Chicano Art Patron Cheech Marin Gets Life-Sized Bronze Statue


A new life-sized statue celebrating actor and Chicano art collector Cheech Marin was unveiled on Tuesday, November 19, outside his namesake arts and culture center in Riverside, California.

Entitled “Meet Me at The Cheech” in honor of the nickname for the Cheech Marin Center for Chicano Art and Culture, the bronze sculpture depicts Marin with open arms in a gesture of warm welcome to visitors. It is situated in front of the center, which opened in June 2022 as part of a partnership with the Riverside Art Museum and is home to Marin’s personal art collection, claimed to be the largest known private trove of Chicano art.
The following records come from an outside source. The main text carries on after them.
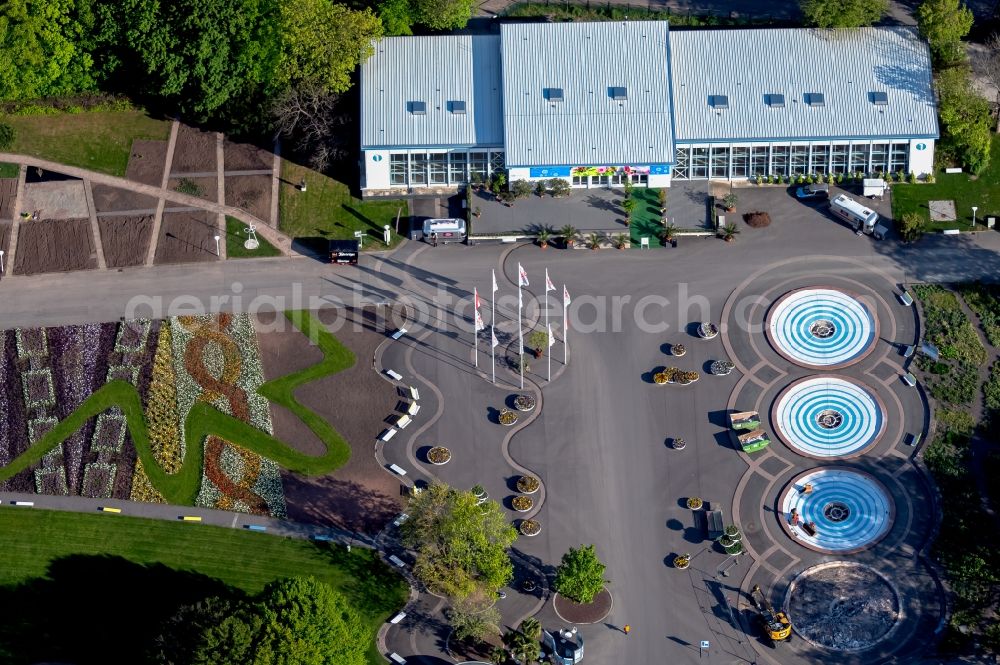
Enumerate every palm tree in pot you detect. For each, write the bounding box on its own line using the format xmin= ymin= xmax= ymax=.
xmin=722 ymin=223 xmax=739 ymax=242
xmin=661 ymin=223 xmax=678 ymax=244
xmin=536 ymin=226 xmax=553 ymax=249
xmin=723 ymin=192 xmax=738 ymax=212
xmin=585 ymin=233 xmax=601 ymax=250
xmin=621 ymin=197 xmax=637 ymax=226
xmin=559 ymin=224 xmax=578 ymax=249
xmin=528 ymin=330 xmax=549 ymax=358
xmin=612 ymin=233 xmax=628 ymax=250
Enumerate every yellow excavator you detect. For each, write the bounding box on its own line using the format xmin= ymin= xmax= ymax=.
xmin=750 ymin=584 xmax=792 ymax=645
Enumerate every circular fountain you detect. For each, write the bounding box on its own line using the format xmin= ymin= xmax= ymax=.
xmin=766 ymin=288 xmax=878 ymax=369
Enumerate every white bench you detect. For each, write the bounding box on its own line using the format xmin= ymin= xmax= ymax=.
xmin=396 ymin=415 xmax=412 ymax=429
xmin=388 ymin=463 xmax=407 ymax=476
xmin=942 ymin=229 xmax=961 ymax=235
xmin=380 ymin=428 xmax=398 ymax=442
xmin=902 ymin=372 xmax=917 ymax=387
xmin=407 ymin=402 xmax=420 ymax=416
xmin=390 ymin=612 xmax=407 ymax=624
xmin=409 ymin=386 xmax=420 ymax=400
xmin=898 ymin=291 xmax=914 ymax=306
xmin=903 ymin=345 xmax=915 ymax=358
xmin=391 ymin=328 xmax=408 ymax=340
xmin=945 ymin=167 xmax=963 ymax=173
xmin=393 ymin=512 xmax=409 ymax=527
xmin=13 ymin=501 xmax=34 ymax=507
xmin=385 ymin=369 xmax=403 ymax=381
xmin=389 ymin=654 xmax=407 ymax=664
xmin=388 ymin=554 xmax=406 ymax=567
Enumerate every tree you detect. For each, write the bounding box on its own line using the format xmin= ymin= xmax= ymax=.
xmin=800 ymin=0 xmax=887 ymax=28
xmin=410 ymin=0 xmax=474 ymax=30
xmin=401 ymin=482 xmax=517 ymax=600
xmin=503 ymin=629 xmax=539 ymax=665
xmin=275 ymin=0 xmax=382 ymax=94
xmin=898 ymin=212 xmax=926 ymax=241
xmin=918 ymin=0 xmax=974 ymax=66
xmin=519 ymin=617 xmax=542 ymax=641
xmin=448 ymin=601 xmax=501 ymax=642
xmin=0 ymin=123 xmax=14 ymax=151
xmin=528 ymin=329 xmax=549 ymax=357
xmin=271 ymin=82 xmax=349 ymax=171
xmin=553 ymin=545 xmax=607 ymax=604
xmin=936 ymin=66 xmax=993 ymax=174
xmin=377 ymin=0 xmax=414 ymax=36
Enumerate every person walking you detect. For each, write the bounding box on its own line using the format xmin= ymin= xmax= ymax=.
xmin=623 ymin=624 xmax=631 ymax=636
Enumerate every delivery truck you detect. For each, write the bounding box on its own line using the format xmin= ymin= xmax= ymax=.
xmin=830 ymin=194 xmax=880 ymax=235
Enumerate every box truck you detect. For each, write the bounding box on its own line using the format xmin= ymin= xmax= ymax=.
xmin=830 ymin=194 xmax=880 ymax=235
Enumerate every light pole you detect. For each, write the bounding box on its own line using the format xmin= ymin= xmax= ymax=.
xmin=972 ymin=206 xmax=978 ymax=228
xmin=214 ymin=234 xmax=220 ymax=257
xmin=0 ymin=249 xmax=4 ymax=274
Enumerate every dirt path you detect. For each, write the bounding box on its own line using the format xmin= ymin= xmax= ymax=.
xmin=215 ymin=131 xmax=227 ymax=260
xmin=3 ymin=164 xmax=25 ymax=277
xmin=145 ymin=121 xmax=179 ymax=266
xmin=82 ymin=180 xmax=108 ymax=270
xmin=270 ymin=140 xmax=281 ymax=228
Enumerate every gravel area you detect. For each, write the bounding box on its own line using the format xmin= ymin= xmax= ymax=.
xmin=98 ymin=215 xmax=154 ymax=267
xmin=13 ymin=218 xmax=97 ymax=275
xmin=0 ymin=178 xmax=17 ymax=219
xmin=257 ymin=307 xmax=403 ymax=535
xmin=168 ymin=176 xmax=219 ymax=203
xmin=91 ymin=185 xmax=158 ymax=213
xmin=224 ymin=139 xmax=273 ymax=171
xmin=170 ymin=124 xmax=217 ymax=174
xmin=153 ymin=210 xmax=219 ymax=265
xmin=225 ymin=175 xmax=271 ymax=221
xmin=125 ymin=139 xmax=168 ymax=186
xmin=21 ymin=181 xmax=89 ymax=220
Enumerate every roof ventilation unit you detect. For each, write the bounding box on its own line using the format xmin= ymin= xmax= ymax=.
xmin=448 ymin=100 xmax=466 ymax=114
xmin=870 ymin=91 xmax=888 ymax=106
xmin=765 ymin=94 xmax=785 ymax=108
xmin=804 ymin=92 xmax=825 ymax=107
xmin=610 ymin=86 xmax=628 ymax=101
xmin=709 ymin=95 xmax=729 ymax=109
xmin=544 ymin=88 xmax=564 ymax=102
xmin=408 ymin=101 xmax=426 ymax=115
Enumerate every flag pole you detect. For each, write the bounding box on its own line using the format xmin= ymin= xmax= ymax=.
xmin=563 ymin=285 xmax=568 ymax=365
xmin=491 ymin=270 xmax=497 ymax=384
xmin=546 ymin=272 xmax=551 ymax=382
xmin=518 ymin=283 xmax=524 ymax=390
xmin=473 ymin=288 xmax=479 ymax=369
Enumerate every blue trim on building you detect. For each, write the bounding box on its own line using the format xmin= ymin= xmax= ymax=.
xmin=674 ymin=133 xmax=938 ymax=144
xmin=361 ymin=145 xmax=505 ymax=151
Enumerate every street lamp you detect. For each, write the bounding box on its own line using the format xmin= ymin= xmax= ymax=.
xmin=214 ymin=234 xmax=220 ymax=257
xmin=0 ymin=249 xmax=4 ymax=274
xmin=972 ymin=206 xmax=978 ymax=228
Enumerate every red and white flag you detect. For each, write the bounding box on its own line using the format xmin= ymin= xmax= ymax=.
xmin=548 ymin=323 xmax=555 ymax=347
xmin=474 ymin=287 xmax=481 ymax=311
xmin=491 ymin=328 xmax=499 ymax=348
xmin=545 ymin=269 xmax=555 ymax=292
xmin=518 ymin=263 xmax=529 ymax=287
xmin=563 ymin=285 xmax=571 ymax=306
xmin=492 ymin=269 xmax=498 ymax=294
xmin=475 ymin=309 xmax=485 ymax=331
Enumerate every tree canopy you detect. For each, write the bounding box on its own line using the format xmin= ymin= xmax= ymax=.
xmin=918 ymin=0 xmax=974 ymax=65
xmin=800 ymin=0 xmax=887 ymax=28
xmin=410 ymin=0 xmax=475 ymax=30
xmin=936 ymin=66 xmax=993 ymax=174
xmin=553 ymin=544 xmax=607 ymax=604
xmin=401 ymin=482 xmax=517 ymax=600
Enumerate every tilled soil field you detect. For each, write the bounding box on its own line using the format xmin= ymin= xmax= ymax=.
xmin=258 ymin=307 xmax=404 ymax=534
xmin=0 ymin=178 xmax=17 ymax=219
xmin=153 ymin=210 xmax=219 ymax=265
xmin=13 ymin=218 xmax=97 ymax=275
xmin=170 ymin=124 xmax=217 ymax=174
xmin=91 ymin=185 xmax=158 ymax=213
xmin=0 ymin=221 xmax=9 ymax=259
xmin=98 ymin=215 xmax=154 ymax=267
xmin=224 ymin=139 xmax=273 ymax=171
xmin=168 ymin=176 xmax=218 ymax=203
xmin=125 ymin=139 xmax=168 ymax=186
xmin=225 ymin=175 xmax=271 ymax=222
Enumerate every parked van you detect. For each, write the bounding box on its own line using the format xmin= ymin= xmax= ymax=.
xmin=327 ymin=239 xmax=359 ymax=265
xmin=422 ymin=218 xmax=466 ymax=244
xmin=830 ymin=194 xmax=879 ymax=235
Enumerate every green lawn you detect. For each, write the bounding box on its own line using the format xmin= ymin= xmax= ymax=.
xmin=630 ymin=187 xmax=666 ymax=247
xmin=279 ymin=160 xmax=407 ymax=251
xmin=0 ymin=161 xmax=19 ymax=178
xmin=3 ymin=110 xmax=171 ymax=177
xmin=0 ymin=507 xmax=407 ymax=665
xmin=892 ymin=136 xmax=1000 ymax=232
xmin=225 ymin=215 xmax=281 ymax=258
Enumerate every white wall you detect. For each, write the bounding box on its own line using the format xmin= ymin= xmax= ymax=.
xmin=908 ymin=139 xmax=934 ymax=176
xmin=648 ymin=173 xmax=671 ymax=187
xmin=508 ymin=167 xmax=531 ymax=181
xmin=363 ymin=150 xmax=391 ymax=189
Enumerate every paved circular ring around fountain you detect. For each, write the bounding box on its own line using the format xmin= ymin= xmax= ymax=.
xmin=766 ymin=287 xmax=878 ymax=369
xmin=772 ymin=375 xmax=886 ymax=459
xmin=778 ymin=468 xmax=895 ymax=554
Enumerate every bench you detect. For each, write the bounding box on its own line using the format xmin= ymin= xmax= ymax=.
xmin=100 ymin=506 xmax=122 ymax=513
xmin=385 ymin=369 xmax=403 ymax=381
xmin=706 ymin=509 xmax=724 ymax=540
xmin=12 ymin=501 xmax=34 ymax=507
xmin=906 ymin=432 xmax=922 ymax=447
xmin=903 ymin=345 xmax=915 ymax=358
xmin=311 ymin=534 xmax=333 ymax=542
xmin=181 ymin=516 xmax=202 ymax=522
xmin=389 ymin=612 xmax=407 ymax=624
xmin=380 ymin=428 xmax=398 ymax=442
xmin=407 ymin=402 xmax=420 ymax=416
xmin=802 ymin=522 xmax=817 ymax=537
xmin=388 ymin=554 xmax=406 ymax=568
xmin=245 ymin=524 xmax=268 ymax=532
xmin=389 ymin=654 xmax=407 ymax=664
xmin=388 ymin=463 xmax=407 ymax=476
xmin=902 ymin=372 xmax=917 ymax=387
xmin=396 ymin=415 xmax=412 ymax=429
xmin=409 ymin=386 xmax=420 ymax=401
xmin=898 ymin=291 xmax=914 ymax=306
xmin=391 ymin=328 xmax=408 ymax=340
xmin=393 ymin=513 xmax=409 ymax=527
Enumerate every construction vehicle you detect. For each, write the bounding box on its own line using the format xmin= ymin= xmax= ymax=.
xmin=749 ymin=584 xmax=792 ymax=645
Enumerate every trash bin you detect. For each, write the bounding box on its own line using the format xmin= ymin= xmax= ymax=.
xmin=672 ymin=239 xmax=678 ymax=248
xmin=410 ymin=230 xmax=422 ymax=241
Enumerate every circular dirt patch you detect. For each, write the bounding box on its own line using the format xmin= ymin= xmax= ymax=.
xmin=552 ymin=587 xmax=613 ymax=624
xmin=786 ymin=562 xmax=901 ymax=651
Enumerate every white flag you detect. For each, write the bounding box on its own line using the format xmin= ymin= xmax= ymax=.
xmin=548 ymin=323 xmax=555 ymax=347
xmin=475 ymin=309 xmax=484 ymax=331
xmin=545 ymin=269 xmax=555 ymax=292
xmin=518 ymin=263 xmax=529 ymax=287
xmin=563 ymin=285 xmax=571 ymax=306
xmin=474 ymin=287 xmax=481 ymax=311
xmin=491 ymin=328 xmax=499 ymax=348
xmin=492 ymin=269 xmax=498 ymax=294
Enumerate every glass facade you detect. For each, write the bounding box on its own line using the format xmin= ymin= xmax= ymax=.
xmin=672 ymin=141 xmax=911 ymax=181
xmin=386 ymin=149 xmax=502 ymax=187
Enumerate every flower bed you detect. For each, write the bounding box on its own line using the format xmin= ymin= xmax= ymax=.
xmin=519 ymin=519 xmax=541 ymax=536
xmin=428 ymin=446 xmax=451 ymax=465
xmin=516 ymin=475 xmax=540 ymax=494
xmin=654 ymin=368 xmax=700 ymax=385
xmin=710 ymin=360 xmax=735 ymax=375
xmin=513 ymin=394 xmax=536 ymax=411
xmin=22 ymin=368 xmax=56 ymax=410
xmin=511 ymin=495 xmax=533 ymax=512
xmin=499 ymin=408 xmax=518 ymax=426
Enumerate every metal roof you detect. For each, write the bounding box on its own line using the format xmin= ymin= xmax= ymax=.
xmin=669 ymin=27 xmax=939 ymax=143
xmin=360 ymin=35 xmax=503 ymax=150
xmin=500 ymin=21 xmax=674 ymax=167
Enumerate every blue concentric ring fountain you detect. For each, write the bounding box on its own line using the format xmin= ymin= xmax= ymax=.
xmin=767 ymin=288 xmax=877 ymax=369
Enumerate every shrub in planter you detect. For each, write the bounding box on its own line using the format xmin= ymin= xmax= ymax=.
xmin=710 ymin=360 xmax=735 ymax=375
xmin=653 ymin=372 xmax=669 ymax=385
xmin=534 ymin=180 xmax=548 ymax=197
xmin=686 ymin=497 xmax=703 ymax=510
xmin=723 ymin=540 xmax=744 ymax=556
xmin=519 ymin=519 xmax=541 ymax=536
xmin=472 ymin=484 xmax=487 ymax=498
xmin=550 ymin=178 xmax=571 ymax=197
xmin=673 ymin=554 xmax=691 ymax=569
xmin=528 ymin=330 xmax=549 ymax=357
xmin=676 ymin=370 xmax=700 ymax=385
xmin=755 ymin=174 xmax=763 ymax=185
xmin=722 ymin=193 xmax=738 ymax=211
xmin=517 ymin=475 xmax=540 ymax=493
xmin=499 ymin=409 xmax=518 ymax=426
xmin=514 ymin=394 xmax=536 ymax=411
xmin=428 ymin=446 xmax=451 ymax=464
xmin=743 ymin=211 xmax=771 ymax=228
xmin=672 ymin=343 xmax=686 ymax=357
xmin=511 ymin=495 xmax=533 ymax=512
xmin=724 ymin=525 xmax=741 ymax=539
xmin=559 ymin=224 xmax=578 ymax=248
xmin=658 ymin=188 xmax=667 ymax=210
xmin=672 ymin=437 xmax=686 ymax=450
xmin=510 ymin=179 xmax=532 ymax=200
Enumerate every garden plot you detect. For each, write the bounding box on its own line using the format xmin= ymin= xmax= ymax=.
xmin=91 ymin=184 xmax=158 ymax=213
xmin=13 ymin=218 xmax=97 ymax=275
xmin=170 ymin=124 xmax=217 ymax=174
xmin=98 ymin=215 xmax=154 ymax=267
xmin=0 ymin=178 xmax=17 ymax=219
xmin=0 ymin=221 xmax=9 ymax=257
xmin=154 ymin=210 xmax=219 ymax=265
xmin=21 ymin=181 xmax=89 ymax=220
xmin=124 ymin=139 xmax=168 ymax=186
xmin=225 ymin=175 xmax=271 ymax=221
xmin=224 ymin=139 xmax=273 ymax=171
xmin=167 ymin=176 xmax=218 ymax=202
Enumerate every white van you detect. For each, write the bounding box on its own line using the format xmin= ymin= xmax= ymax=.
xmin=830 ymin=194 xmax=879 ymax=235
xmin=422 ymin=218 xmax=466 ymax=244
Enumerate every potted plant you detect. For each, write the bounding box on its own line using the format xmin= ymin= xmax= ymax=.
xmin=536 ymin=227 xmax=552 ymax=249
xmin=672 ymin=343 xmax=686 ymax=357
xmin=517 ymin=475 xmax=540 ymax=494
xmin=612 ymin=233 xmax=628 ymax=250
xmin=686 ymin=497 xmax=703 ymax=510
xmin=493 ymin=172 xmax=507 ymax=192
xmin=754 ymin=174 xmax=763 ymax=185
xmin=499 ymin=408 xmax=519 ymax=426
xmin=550 ymin=178 xmax=571 ymax=197
xmin=622 ymin=197 xmax=637 ymax=225
xmin=473 ymin=207 xmax=481 ymax=218
xmin=428 ymin=446 xmax=451 ymax=465
xmin=623 ymin=179 xmax=634 ymax=199
xmin=724 ymin=525 xmax=741 ymax=540
xmin=514 ymin=394 xmax=536 ymax=411
xmin=585 ymin=233 xmax=601 ymax=251
xmin=676 ymin=370 xmax=700 ymax=385
xmin=673 ymin=553 xmax=691 ymax=569
xmin=710 ymin=360 xmax=735 ymax=375
xmin=653 ymin=371 xmax=670 ymax=385
xmin=519 ymin=519 xmax=541 ymax=536
xmin=657 ymin=188 xmax=667 ymax=212
xmin=511 ymin=495 xmax=533 ymax=512
xmin=697 ymin=322 xmax=719 ymax=339
xmin=722 ymin=193 xmax=738 ymax=212
xmin=722 ymin=223 xmax=739 ymax=242
xmin=672 ymin=437 xmax=686 ymax=450
xmin=472 ymin=484 xmax=489 ymax=504
xmin=559 ymin=224 xmax=578 ymax=249
xmin=661 ymin=223 xmax=678 ymax=244
xmin=528 ymin=330 xmax=548 ymax=358
xmin=534 ymin=180 xmax=547 ymax=197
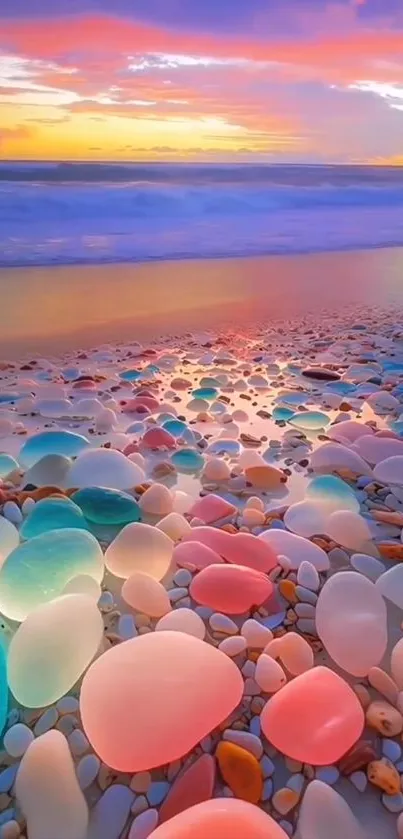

 “Meet Me at The Cheech” was created by East Los Angeles artist Ignacio Gómez, whose work has centered on Chicano culture and community for decades.

Gómez told Hyperallergic that he based the work on drawn sketches and photographs he took of Marin, adding that he was “deeply honored” to be commissioned for the project, having grown up watching Marin’s movies. 

“I’ve been a fan of Cheech for the longest time and a few of my works are in the museum,” the artist said.

Originally from predominantly Mexican-American neighborhood of Boyle Heights, Gómez has also created other works including murals and monuments honoring Latine figures like labor leader Cesar Chavez, who founded the United Farm Workers of America, and civil rights activists Felicitas and Gonzalo Méndez, whose landmark case Mendez v. Westminster led to desegregation reform in public schools and other spaces across California. A screenprint of Gómez’s poster for Luis Valdez’s 1978 play Zoot Suit is held in the collection at the Smithsonian American Art Museum, and in 2004, he designed and sculpted a life-size bronze statue of Chavez leading 10 farmworkers for the activist’s namesake memorial in San Fernando, California.

According to the Riverside Art Museum’s website, the artwork was conceptualized and supported by former board president Ofelia Valdez-Yeager, who passed away on January 7, making the sculpture “her final and lasting contribution to the community she loved.”